- Nickname: Autan Bawo
- Interactive map of Rano Emirate
- Rano Emirate Location in Nigeria
- Coordinates: 11°33′26″N 8°35′00″E﻿ / ﻿11.55722°N 8.58333°E
- Country: Nigeria
- State: Kano State

Government
- • First Class Emir: Alhaji Kabiru Muhammad Inuwa
- • Local Government Chairman: Muhammad Ñaziru Yau

Area
- • Total: 520 km^{2} (200 sq mi)

Population (2006 census)
- • Total: 145,439
- • Density: 280/km^{2} (720/sq mi)
- Time zone: UTC+1 (WAT)
- 3-digit postal code prefix: 710
- ISO 3166 code: NG.KN.RA

= Rano =

Rano is a town and Local Government Area and headquarter of Rano Emirate council in Kano State, Nigeria.

It has an area of 520 km^{2} and a population of 145,439 at the 2006 census.

==History==

Rano was one of the seven legitimate Hausa states ("Hausa Bakwai") and according to tradition was founded by Zamna Kogi, a descendant of the legendary Bayajidda. During the reign of Yaji I (1349-85), the Kingdom of Kano conquered Rano and occupied it for two years, after which Rano continued to exist however never regained its sovereignty.

==Climate==
The rainy season in Rano is oppressive and largely cloudy, the dry season is partly gloomy, and it is hot all year. Throughout the year, the temperature normally ranges from 54°F to 100 °F, with temperatures rarely falling below 48 °F or rising above 105 °F. The hot season, which runs from March 13 to May 15, lasts for 2.0 months and with daily highs that average more than 97 °F. In Rano, April is the warmest month of the year, with typical highs of 99 °F and lows of 72 °F. The 1.9-month cool season, which runs from November 29 to January 27 on average, has daily maximum temperatures that are lower than 88 °F. January is the coldest month of the year in Rano, with an average high temperature of 87 °F and low of 55 °F.

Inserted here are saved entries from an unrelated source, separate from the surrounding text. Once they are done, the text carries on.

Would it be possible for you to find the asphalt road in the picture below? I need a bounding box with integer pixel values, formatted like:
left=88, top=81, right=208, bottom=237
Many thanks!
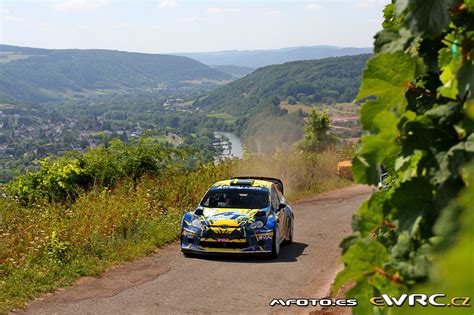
left=22, top=185, right=372, bottom=315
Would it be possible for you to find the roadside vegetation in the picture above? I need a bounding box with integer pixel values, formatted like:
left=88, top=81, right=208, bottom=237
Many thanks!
left=0, top=132, right=351, bottom=312
left=333, top=1, right=474, bottom=314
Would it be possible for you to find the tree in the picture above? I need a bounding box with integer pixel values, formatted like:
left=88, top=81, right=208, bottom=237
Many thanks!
left=287, top=96, right=297, bottom=105
left=298, top=109, right=338, bottom=151
left=270, top=95, right=281, bottom=106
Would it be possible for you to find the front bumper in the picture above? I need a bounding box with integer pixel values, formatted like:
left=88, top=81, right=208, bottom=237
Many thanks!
left=180, top=226, right=273, bottom=254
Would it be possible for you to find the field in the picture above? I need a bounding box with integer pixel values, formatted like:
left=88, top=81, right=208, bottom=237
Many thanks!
left=0, top=53, right=32, bottom=63
left=206, top=112, right=237, bottom=124
left=280, top=102, right=361, bottom=139
left=279, top=101, right=316, bottom=114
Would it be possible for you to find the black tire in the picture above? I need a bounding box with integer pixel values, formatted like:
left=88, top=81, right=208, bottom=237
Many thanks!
left=182, top=251, right=193, bottom=258
left=270, top=226, right=280, bottom=258
left=287, top=217, right=294, bottom=244
left=282, top=217, right=293, bottom=246
left=285, top=223, right=293, bottom=245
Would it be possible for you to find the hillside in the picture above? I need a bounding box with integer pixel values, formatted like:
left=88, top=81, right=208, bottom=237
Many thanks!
left=211, top=65, right=255, bottom=78
left=177, top=45, right=372, bottom=68
left=0, top=45, right=231, bottom=104
left=194, top=54, right=371, bottom=116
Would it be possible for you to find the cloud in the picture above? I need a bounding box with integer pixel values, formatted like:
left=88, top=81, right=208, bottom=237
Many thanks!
left=206, top=7, right=240, bottom=14
left=113, top=22, right=133, bottom=29
left=265, top=10, right=281, bottom=16
left=1, top=9, right=24, bottom=22
left=158, top=1, right=178, bottom=9
left=176, top=16, right=204, bottom=23
left=354, top=0, right=388, bottom=8
left=72, top=24, right=89, bottom=31
left=305, top=3, right=322, bottom=10
left=39, top=23, right=50, bottom=32
left=55, top=0, right=108, bottom=12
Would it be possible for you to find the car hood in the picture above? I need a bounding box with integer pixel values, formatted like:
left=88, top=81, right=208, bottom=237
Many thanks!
left=201, top=207, right=266, bottom=227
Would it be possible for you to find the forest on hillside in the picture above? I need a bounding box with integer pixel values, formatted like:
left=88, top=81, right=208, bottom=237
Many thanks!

Rano experiences a climate classified as subtropical steppe (BSh). The district experiences an annual temperature of 32.68 °C (90.82 °F), which is 3.22% higher than the average for Nigeria. Rano experiences 66.95 wet days (18.34% of the time) and 52.93 millimeters (2.08 inches) of precipitation on average each year.

Rano LGA has an average temperature of 33 degrees Celsius or 91 degrees Fahrenheit with a total area of 520 square kilometres or 200 square miles. The two main seasons in the Local Government Area are the dry and the rainy seasons, with an average wind speed of 10 km/h.